おしゃれなお店には足が向かいやすくなるものです。お客様を呼び込むうえで、商品やサービスの内容はもちろんですが、お店の外観や内装のデザインも重要になってきています。 好感のもてるデザインはブランド価値をもたらすことができます。もっとも、そのブランド価値が高くなれば模倣されるリスクも高くなります。店舗のデザインは法律によって、どのように保護されるのでしょうか。
有名な裁判例としてコメダ珈琲の事件があります(東京地決平成28年12月19日)。コメダ珈琲というとレンガ壁の店舗が想起されると思うのですが、それと酷似したデザインの店舗で営業をしたとして、使用の差止めなどが求められた仮処分の事案です。少し長いのですが、引用すると、同決定では「店舗の外観…は、通常それ自体は営業主体を識別させること(営業の出所の表示)を目的として選択されるものではないが…①店舗の外観が客観的に他の同種店舗の外観とは異なる顕著な特徴を有しており、②当該外観が特定の事業者…によって継続的・独占的に使用された期間の長さや、当該外観を含む営業の態様等に関する宣伝の状況などに照らし、需要者において当該外観を有する店舗における営業が特定の事業者の出所を表示するものとして広く認識されるに至ったと認められる場合には、店舗の外観全体が特定の営業主体を識別する(出所を表示する)営業表示性を獲得し、不競法 2条 1項 1号及び 2号にいう『商品等表示』に該当するというべきである」と述べられています。簡単に要約すると、店舗の外観は通常は営業主体などを示す標識とはならないが、顕著な特徴があって、それが人々に広く知られるに至っていれば、保護の対象となるということです。この事件では、結論として、外観が極めて酷似しているとして、コメダ珈琲側の主張が認められました。
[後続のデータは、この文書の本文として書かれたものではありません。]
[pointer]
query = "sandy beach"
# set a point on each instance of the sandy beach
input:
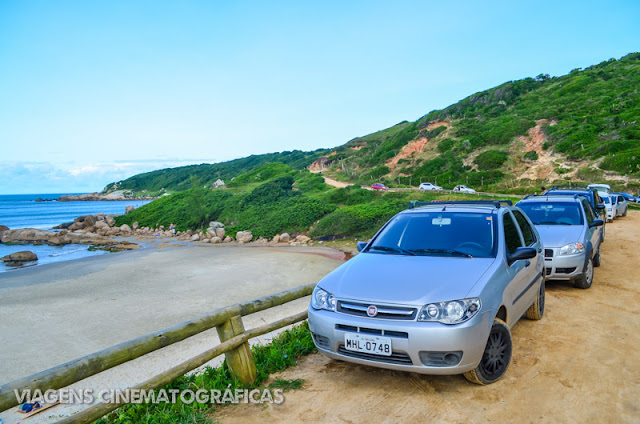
(58, 312)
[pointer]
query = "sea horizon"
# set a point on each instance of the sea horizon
(22, 211)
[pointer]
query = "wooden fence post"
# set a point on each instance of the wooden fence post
(239, 360)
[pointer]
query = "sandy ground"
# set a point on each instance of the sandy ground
(581, 363)
(54, 313)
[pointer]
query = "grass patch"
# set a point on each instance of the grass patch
(287, 385)
(282, 353)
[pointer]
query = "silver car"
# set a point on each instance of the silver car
(569, 229)
(436, 291)
(620, 203)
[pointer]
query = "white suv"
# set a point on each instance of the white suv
(429, 187)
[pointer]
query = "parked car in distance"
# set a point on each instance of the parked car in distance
(590, 193)
(429, 187)
(568, 226)
(463, 189)
(608, 204)
(601, 187)
(436, 291)
(630, 198)
(621, 204)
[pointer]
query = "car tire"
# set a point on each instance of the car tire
(536, 310)
(586, 279)
(596, 258)
(496, 357)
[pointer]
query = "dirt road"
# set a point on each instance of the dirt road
(581, 363)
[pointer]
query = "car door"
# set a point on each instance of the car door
(518, 271)
(593, 233)
(622, 204)
(534, 272)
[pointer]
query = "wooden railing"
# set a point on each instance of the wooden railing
(234, 344)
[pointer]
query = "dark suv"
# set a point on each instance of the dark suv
(591, 194)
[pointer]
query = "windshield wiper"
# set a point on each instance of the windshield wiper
(449, 251)
(392, 249)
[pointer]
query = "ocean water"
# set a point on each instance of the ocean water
(22, 211)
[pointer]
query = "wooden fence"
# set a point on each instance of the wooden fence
(234, 344)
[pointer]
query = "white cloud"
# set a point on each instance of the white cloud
(71, 177)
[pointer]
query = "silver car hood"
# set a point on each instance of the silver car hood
(559, 235)
(408, 280)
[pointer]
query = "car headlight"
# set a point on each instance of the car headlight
(571, 249)
(322, 299)
(452, 312)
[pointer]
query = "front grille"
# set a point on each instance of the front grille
(441, 359)
(321, 341)
(399, 358)
(385, 312)
(363, 330)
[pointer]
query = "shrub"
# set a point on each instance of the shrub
(358, 220)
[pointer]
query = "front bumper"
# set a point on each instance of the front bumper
(563, 267)
(408, 338)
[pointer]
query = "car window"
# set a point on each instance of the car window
(552, 213)
(525, 228)
(437, 234)
(588, 211)
(511, 236)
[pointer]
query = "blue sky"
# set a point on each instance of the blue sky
(94, 92)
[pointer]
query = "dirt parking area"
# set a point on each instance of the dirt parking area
(580, 363)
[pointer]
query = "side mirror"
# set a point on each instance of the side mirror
(522, 253)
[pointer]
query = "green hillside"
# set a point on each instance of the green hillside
(178, 179)
(584, 126)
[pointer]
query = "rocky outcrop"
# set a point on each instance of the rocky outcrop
(21, 257)
(244, 236)
(36, 236)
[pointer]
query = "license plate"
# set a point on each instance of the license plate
(368, 344)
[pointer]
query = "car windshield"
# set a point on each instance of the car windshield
(460, 234)
(553, 213)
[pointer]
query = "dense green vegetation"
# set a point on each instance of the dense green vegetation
(266, 209)
(281, 353)
(178, 179)
(588, 115)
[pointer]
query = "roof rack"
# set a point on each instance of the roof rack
(570, 186)
(495, 203)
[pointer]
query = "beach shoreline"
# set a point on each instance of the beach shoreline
(78, 307)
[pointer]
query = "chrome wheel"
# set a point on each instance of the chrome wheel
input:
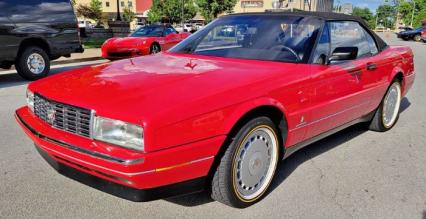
(391, 105)
(255, 163)
(36, 63)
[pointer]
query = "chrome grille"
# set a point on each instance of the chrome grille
(62, 116)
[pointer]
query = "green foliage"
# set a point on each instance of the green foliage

もっとも、読んでいただければ分かるとおり、店舗の外観が識別標識として機能するのは①②を満たす例外的な場合です。その後の裁判例では、「他の同種店舗の外観とは異なる顕著な特徴」は認められないとして保護が受けられなかったケースもあるようです。営業の表示(識別標識)として保護を求めるとなると、なかなかハードルは高いようです。
そこで、店舗のデザインそのものとして保護できないかということになります。一般的に、デザインというと最初に思いつくのが著作権かもしれません。ただ、ここでは詳細に説明しませんが、建築の著作物として認められるのはかなり難しいのです。このような経緯もあり、令和元年の意匠法改正により、建築物や内装について意匠登録が受けられるようになりました。それまでは、意匠法の保護対象は物品、すなわち有体物の動産に限定されていて、不動産(建築物)は保護対象ではありませんでした。しかし、冒頭に述べたような時代の要請、先述のコメダ珈琲の事件を受けて意匠法が改正されたのです。
調べてみると、令和8年6月1日時点で建築物については1,839件の登録があるということです。また、内装としては意匠1,100件が登録されているということです(特許庁審査第一部意匠課「改正意匠法に基づく新たな保護対象等についての意匠登録出願動向」令和8年6月5日(https://www.jpo.go.jp/system/design/gaiyo/seidogaiyo/document/isyou_kaisei_2019/shutsugan-jokyo.pdf)、2026年7月4日最終閲覧)。具体的な登録事例としては、特許庁より建築物の意匠登録事例集が出されていますので、こちらをご覧ください(https://www.jpo.go.jp/system/laws/rule/guideline/design/document/kaisei_hogo/kenchiku.pdf、2026年7月4日最終閲覧)。ちなみに、この事例の冒頭に出てくる商業用建築物はUNIQLO PARK 横浜ベイサイド店とのことです。他にも、いろいろな建築物などが登録されていますので、ウェブ検索などで調べてみると面白いかもしれません。
ご存じのとおり、意匠登録を受けるためには意匠登録出願をしなければなりません。出願や維持のための費用もかかりますし、登録までに時間がかかるという問題もあります。とはいえ、独自の店舗外観などがパクられないようにするには、現時点では、意匠登録を受けておくのがもっとも望ましいと思われます。検討してみる価値はあるのではないでしょうか。